Archivo de la categoría ‘Miscelanea de Curiosidades’

Algunos datos sobre el capirote usado por los penitentes durante las procesiones de Semana Santa

Dentro de la iconografía relacionada con la Semana Santa hay un elemento característico que no puede faltar en ninguna de las procesiones que se celebran durante esta festividad religiosa: el capirote.

Algunos datos sobre el capirote usado por los penitentes durante las procesiones de Semana Santa

Se trata de un cucurucho de cartón o rejilla cubierto de tela y que llevan puesto los penitentes, nazarenos o cofrades (quienes suelen ir vestidos con una túnica a juego). La tela que cubre el capirote (llamada capuchón) y que cubre hasta los hombros, tiene un par de agujeros por los que solo deja al descubierto los ojos, evitando así que se le vea el rostro de quien lo porta y guardándose de ese modo su identidad.

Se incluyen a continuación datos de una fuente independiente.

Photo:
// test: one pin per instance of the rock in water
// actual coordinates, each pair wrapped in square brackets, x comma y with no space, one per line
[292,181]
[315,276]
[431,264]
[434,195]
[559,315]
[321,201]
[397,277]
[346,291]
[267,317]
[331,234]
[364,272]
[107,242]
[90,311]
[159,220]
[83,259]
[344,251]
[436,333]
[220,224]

Esto es así debido a que, originalmente, muchos de los participantes en una procesión de Semana Santa deseaban permanecer en el anonimato (sobre todo en localidades pequeñas en las que todo el mundo se conoce).

Siglos atrás, muchos fueron los presos, condenados por algún delito, que eran obligados a participar en las procesiones religiosas, portando un capirote y en el cual iban inscritos los delitos que había cometido cada uno.

Muchos son los expertos que apuntan que ese fue el origen de llevar el capirote durante las procesiones de Semana Santa.

Etimológicamente el término ‘capirote’ proviene de ‘capirón’ y este del latín ‘cappero’, cuyo significado es ‘prenda que cubre la cabeza’.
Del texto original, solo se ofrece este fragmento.